Page 170 of The Grand Duel
I sigh, shaking my head at him. I should have texted him back. “It’s ten thirty, and you have a meeting at HQ. Get a grip for five minutes. We can talk later, okay.” I nod. “At the end of the day.”
I flick my eyes towards Scott and find he’s fighting a smirk.
Charles just stares at me. “Did you just tell me to get a grip?”
I tilt my head, pleading with him. “Later?”
His eyes tell me no a thousand times over, that it’s happening now because it cannot wait a second longer. Eventually, he must find something within himself. He sighs, long and heavy and lost, simply annihilating my existence with his stare until he seems to get enough of me, and then he reaches for his laptop, reverting back to his silence. Just as he did when we first met.
I used to think he hated me then, the way he’d type away whenever we were in the car, but I wonder if I actually drove him as mad then as I do now.
He knew it was me back then.
Knew that I was the woman he’d touched in the most carnal of ways.
No wonder he ignored me.
At three thirty, Charles comes and stands at my office door. He doesn’t say anything, he just watches me, his legs and arms crossed as he leans against the doorway in a way that makes him look even more edible.
Last night already doesn’t feel like enough.

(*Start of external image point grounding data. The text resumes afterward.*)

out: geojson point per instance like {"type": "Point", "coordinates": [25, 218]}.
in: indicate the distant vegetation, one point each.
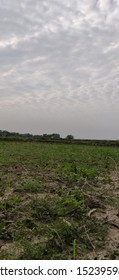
{"type": "Point", "coordinates": [53, 138]}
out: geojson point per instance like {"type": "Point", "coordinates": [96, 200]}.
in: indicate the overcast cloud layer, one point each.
{"type": "Point", "coordinates": [59, 67]}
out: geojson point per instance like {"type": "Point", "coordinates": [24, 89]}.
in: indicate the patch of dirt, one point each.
{"type": "Point", "coordinates": [109, 216]}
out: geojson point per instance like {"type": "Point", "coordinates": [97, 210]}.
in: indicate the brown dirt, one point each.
{"type": "Point", "coordinates": [109, 215]}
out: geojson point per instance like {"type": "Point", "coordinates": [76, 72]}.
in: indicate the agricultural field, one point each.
{"type": "Point", "coordinates": [58, 201]}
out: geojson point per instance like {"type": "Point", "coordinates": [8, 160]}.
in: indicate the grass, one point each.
{"type": "Point", "coordinates": [47, 191]}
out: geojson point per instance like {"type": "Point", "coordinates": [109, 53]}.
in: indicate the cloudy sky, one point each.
{"type": "Point", "coordinates": [59, 67]}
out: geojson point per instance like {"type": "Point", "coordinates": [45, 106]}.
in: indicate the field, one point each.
{"type": "Point", "coordinates": [58, 201]}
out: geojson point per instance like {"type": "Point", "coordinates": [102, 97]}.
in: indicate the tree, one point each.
{"type": "Point", "coordinates": [69, 137]}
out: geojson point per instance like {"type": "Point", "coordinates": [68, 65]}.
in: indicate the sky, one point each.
{"type": "Point", "coordinates": [59, 67]}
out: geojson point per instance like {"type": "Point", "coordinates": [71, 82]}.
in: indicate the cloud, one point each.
{"type": "Point", "coordinates": [60, 58]}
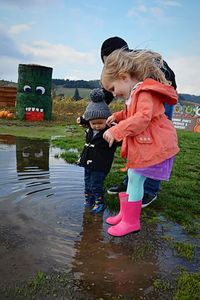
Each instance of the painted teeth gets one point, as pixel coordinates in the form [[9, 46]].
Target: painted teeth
[[34, 109]]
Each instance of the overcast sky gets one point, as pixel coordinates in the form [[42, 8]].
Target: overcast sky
[[67, 35]]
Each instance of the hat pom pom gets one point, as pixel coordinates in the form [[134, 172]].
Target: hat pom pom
[[97, 95]]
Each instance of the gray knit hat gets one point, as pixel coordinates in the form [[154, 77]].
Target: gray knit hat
[[97, 108]]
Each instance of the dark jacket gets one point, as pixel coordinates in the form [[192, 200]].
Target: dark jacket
[[96, 154]]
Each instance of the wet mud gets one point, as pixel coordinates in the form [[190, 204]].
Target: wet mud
[[45, 228]]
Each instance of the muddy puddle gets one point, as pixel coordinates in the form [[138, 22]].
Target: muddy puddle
[[45, 228]]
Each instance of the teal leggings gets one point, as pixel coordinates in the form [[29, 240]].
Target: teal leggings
[[135, 188]]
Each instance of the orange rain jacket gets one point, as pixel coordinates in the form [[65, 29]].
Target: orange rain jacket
[[149, 137]]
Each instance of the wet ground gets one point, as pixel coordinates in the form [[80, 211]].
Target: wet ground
[[45, 228]]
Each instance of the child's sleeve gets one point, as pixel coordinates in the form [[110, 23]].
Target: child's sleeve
[[138, 122]]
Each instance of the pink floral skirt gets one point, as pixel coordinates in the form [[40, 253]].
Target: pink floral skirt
[[159, 171]]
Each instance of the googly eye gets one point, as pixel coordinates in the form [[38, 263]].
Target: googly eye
[[27, 88], [40, 90]]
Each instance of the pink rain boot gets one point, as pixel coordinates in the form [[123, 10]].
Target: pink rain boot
[[130, 219], [123, 197]]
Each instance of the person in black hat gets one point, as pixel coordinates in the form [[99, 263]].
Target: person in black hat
[[97, 156], [151, 187]]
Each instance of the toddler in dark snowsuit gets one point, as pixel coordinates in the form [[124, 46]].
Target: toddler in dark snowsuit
[[97, 156]]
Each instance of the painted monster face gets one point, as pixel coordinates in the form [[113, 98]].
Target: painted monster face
[[33, 101]]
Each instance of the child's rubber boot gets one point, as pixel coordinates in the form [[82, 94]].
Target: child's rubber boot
[[89, 200], [99, 206], [130, 221], [123, 197]]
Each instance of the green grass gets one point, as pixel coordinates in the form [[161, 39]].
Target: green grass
[[178, 199], [188, 286]]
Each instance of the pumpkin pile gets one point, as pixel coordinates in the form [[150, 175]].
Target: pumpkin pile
[[6, 114]]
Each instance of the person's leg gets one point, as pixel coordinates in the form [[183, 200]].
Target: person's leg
[[151, 186], [89, 201], [131, 209], [169, 110], [119, 188], [97, 186]]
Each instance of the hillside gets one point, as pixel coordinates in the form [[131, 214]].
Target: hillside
[[66, 88]]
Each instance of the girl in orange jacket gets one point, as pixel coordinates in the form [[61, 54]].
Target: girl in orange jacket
[[149, 140]]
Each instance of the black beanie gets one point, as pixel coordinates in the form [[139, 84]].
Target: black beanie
[[112, 44], [97, 108]]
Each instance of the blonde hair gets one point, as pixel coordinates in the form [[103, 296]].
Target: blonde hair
[[140, 64]]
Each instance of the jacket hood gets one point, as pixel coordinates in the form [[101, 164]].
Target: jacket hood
[[168, 93]]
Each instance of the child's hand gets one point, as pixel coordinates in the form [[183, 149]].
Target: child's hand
[[108, 137], [110, 120]]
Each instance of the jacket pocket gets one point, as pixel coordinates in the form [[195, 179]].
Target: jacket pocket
[[144, 138]]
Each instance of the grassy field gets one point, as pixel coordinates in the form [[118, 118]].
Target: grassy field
[[178, 199]]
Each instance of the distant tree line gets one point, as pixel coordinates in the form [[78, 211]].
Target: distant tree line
[[66, 83]]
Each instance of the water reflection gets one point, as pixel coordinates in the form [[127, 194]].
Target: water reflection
[[40, 208], [44, 227], [32, 154], [110, 266]]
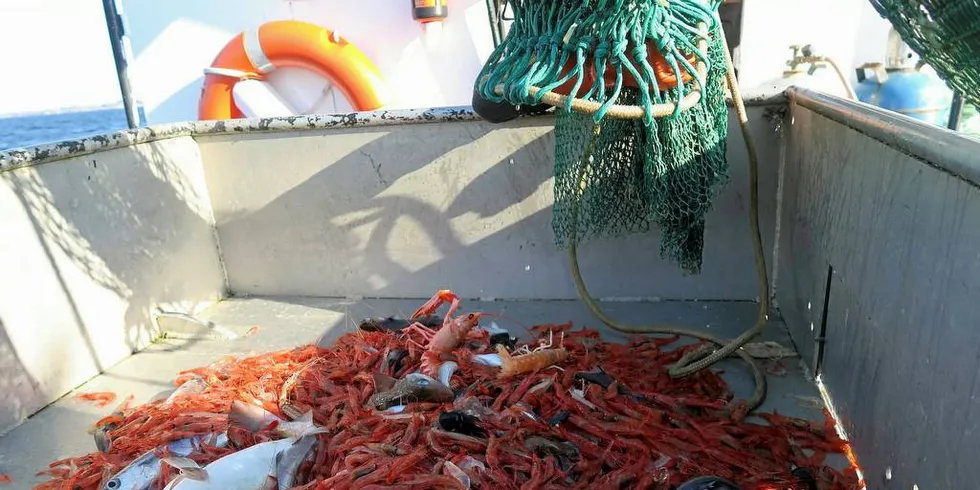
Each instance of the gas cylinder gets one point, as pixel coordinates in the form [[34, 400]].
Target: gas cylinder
[[426, 11], [902, 87], [811, 72]]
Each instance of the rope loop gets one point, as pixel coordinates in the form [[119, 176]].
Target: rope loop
[[600, 47]]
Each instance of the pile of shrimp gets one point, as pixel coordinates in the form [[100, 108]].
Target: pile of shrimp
[[645, 430]]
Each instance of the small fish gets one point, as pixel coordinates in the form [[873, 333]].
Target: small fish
[[414, 387], [101, 432], [252, 468], [558, 418], [492, 360], [446, 371], [256, 418], [500, 336], [461, 423], [192, 386], [256, 467], [565, 452], [503, 339], [805, 477], [708, 483], [291, 459], [393, 361], [392, 324], [598, 376], [144, 470]]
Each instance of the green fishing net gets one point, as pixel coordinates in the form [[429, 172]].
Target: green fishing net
[[616, 176], [945, 34]]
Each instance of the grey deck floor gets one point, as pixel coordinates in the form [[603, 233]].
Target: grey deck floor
[[60, 430]]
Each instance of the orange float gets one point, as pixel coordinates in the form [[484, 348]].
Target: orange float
[[289, 43]]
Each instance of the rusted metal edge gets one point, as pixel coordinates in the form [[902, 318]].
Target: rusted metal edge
[[36, 155], [23, 157], [939, 147]]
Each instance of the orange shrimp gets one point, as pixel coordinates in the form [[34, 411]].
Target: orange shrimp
[[512, 365], [101, 398]]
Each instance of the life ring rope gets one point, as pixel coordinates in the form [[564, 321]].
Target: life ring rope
[[254, 53]]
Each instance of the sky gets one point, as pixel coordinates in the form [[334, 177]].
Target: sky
[[56, 55]]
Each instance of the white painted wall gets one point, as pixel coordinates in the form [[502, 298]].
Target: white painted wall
[[849, 31], [89, 246], [173, 44]]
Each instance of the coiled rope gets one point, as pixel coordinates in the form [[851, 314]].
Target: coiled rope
[[704, 358], [548, 48]]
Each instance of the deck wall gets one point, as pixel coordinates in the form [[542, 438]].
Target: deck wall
[[89, 246], [893, 207], [403, 211]]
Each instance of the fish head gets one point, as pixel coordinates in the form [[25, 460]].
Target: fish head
[[418, 386], [301, 427], [139, 474], [465, 323]]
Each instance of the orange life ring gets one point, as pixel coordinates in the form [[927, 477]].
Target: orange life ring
[[289, 43]]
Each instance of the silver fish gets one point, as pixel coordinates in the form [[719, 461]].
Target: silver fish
[[144, 470], [414, 387], [291, 459], [255, 418], [252, 468]]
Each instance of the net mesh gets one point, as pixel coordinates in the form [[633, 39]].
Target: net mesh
[[620, 176], [945, 34]]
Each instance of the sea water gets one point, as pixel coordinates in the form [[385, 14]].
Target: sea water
[[36, 129]]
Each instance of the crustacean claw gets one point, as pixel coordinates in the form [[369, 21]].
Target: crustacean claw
[[417, 328], [430, 307]]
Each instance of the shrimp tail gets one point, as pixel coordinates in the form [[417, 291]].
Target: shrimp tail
[[251, 417], [511, 365]]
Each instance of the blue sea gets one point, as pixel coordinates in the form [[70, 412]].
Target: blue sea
[[21, 131]]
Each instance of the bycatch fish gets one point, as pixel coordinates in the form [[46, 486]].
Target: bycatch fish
[[255, 418], [144, 470], [707, 483], [256, 467], [291, 459], [252, 468], [414, 387]]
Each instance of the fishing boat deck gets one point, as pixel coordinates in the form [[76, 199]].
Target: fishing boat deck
[[284, 322]]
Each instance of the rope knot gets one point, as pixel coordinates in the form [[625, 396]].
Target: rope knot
[[639, 51], [619, 48], [602, 50]]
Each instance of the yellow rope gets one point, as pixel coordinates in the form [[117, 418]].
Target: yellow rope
[[703, 358]]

“If you’re going to stand there until five with nothing better to do, could you at least get me a cuppa?”
I see him shake his head in my periphery. “How do you do it?”
I lift my gaze. And I know my eyes naturally soften once they reach him. I can’t even help it, the way the chaos calms at a glance. “Do what?”
“This.” He gestures to my office. “Work.”
I shake my head as if not understanding.
He stares through me. “I can’t think straight for trying.”
“This is my job, Charles. I can’t?—”
“I want you to stop calling me that.”
I swallow, my heart hammering in my chest. “It’s my job. That’s how I do it.”
“I texted you last night.”
A pang of guilt ebbs through me. “I know.” I flick my eyes up, chewing on my bottom lip. “I just needed to be on my own for a bit. My head was all over the place after I left the club.”
He nods. “I couldn’t find you. After.”
I give him a sad smile.That’s because I didn’t want you to see me cry. “It’s been a shit few days. I wouldn’t have been good company to keep.”
I’m not sure why I did what I did with him last night. I was devastated after my phone call with Jovie, and when Charles showed up at the club, I felt nothing but anger. I fucked him angry, too. At first. But then it became something else entirely, and I realised I didn’t choose to be in the room with him because I was angry at him or my sister at all. I wanted him in that moment because he has something inside of him I crave. A comfort. A flickering flame I long to burn in, that I can’t stay away from.
Charles Aldridge makes too much sense to just be a coincidental moment in my life.
If I know anything, it’s that.
I force my eyes away from him and to my computer, knowing if I don’t, then I won’t be able to think for trying either.
“So, tonight?”
I start typing random words, already checked out. “Tonight?” I ask, my pulse kicking up.